Scheduled airline service between the Americas was now an accomplished fact. Lindbergh and Moore had proven it could be done. Panagra planes were cruising up and down the Hemisphere on a once-a-week schedule. With incredible speed the service was further expanded. More planes were put into operation. New routes were inaugurated. Other cities in Ecuador, Peru and Bolivia were quickly linked with the main trunk line along the west coast of South America.
Panagra carried American aviation farther than it had ever been before. No other U. S. airline was operating over such great distances at that time; American aviation had barely begun to stretch its wings beyond its territorial boundaries with a few short routes through Central America and the Caribbean area.
During its three and a half decades of serving the Americas, Panagra did more than carry passengers, freight, and mail.
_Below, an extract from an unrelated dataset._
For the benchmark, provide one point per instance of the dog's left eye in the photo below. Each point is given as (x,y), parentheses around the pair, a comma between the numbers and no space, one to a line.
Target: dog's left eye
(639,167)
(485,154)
Time and again the airline’s planes were sent on missions of mercy carrying a vial of precious lifesaving medicine to a dying man, an iron lung to a girl’s stricken with polio, or a shipment of drugs to arrest the spread of an epidemic.
In 1961 in Chile, and in 1948 in Peru, when earthquakes literally shook cities to pieces Panagra placed its entire facilities at the disposal of the stricken nations airlifting tons of medical supplies and food to the disaster area and flying out the victims. Panagra was an important factor in the economic and industrial development of South America. By stimulating an increased flow of trade and travel within the Hemisphere, the airline helped draw South America closer economically and culturally to the United States.
Just before Pearl Harbor, when war with the Axis was imminent, Panagra, with the assistance of the respective South American governments and at the request of our own State Department, first paralleled and then replaced the services of German controlled SEDTA in Ecuador and Lufthansa in Peru and Bolivia, This was designed to avert an economic and transportation crisis and remove the Nazi threat from this continent.
In 1942, due to the need to move heavy freight, in support of the war effort, Panagra converted a couple of its DC-3’s into freighters. Panagra started the first all-cargo route of any American flag airline when it inaugurated a route between the Canal Zone in Panama and Lima. Following the war the pioneer U. S. airline was able to obtain the larger, faster four-engined aircraft needed to inaugurate night operations and eliminate overnight layovers on its route.
Panagra’s DC-3’s, 4’s and 6’s featured broad yellow stripes on the wings. These stripes were to help in locating a plane that went down in the rugged terrain. In the first 15 years of operations the safety record was comparable to US domestic operations under significantly more challenging conditions. From early 1943 until the merger with Braniff 25 years later there was only one Panagra aircraft lost in operations with no fatalities. Indeed as the Panagra pilots continued their careers with Braniff and other airlines after the merger, not one life was lost with a Panagra pilot up front!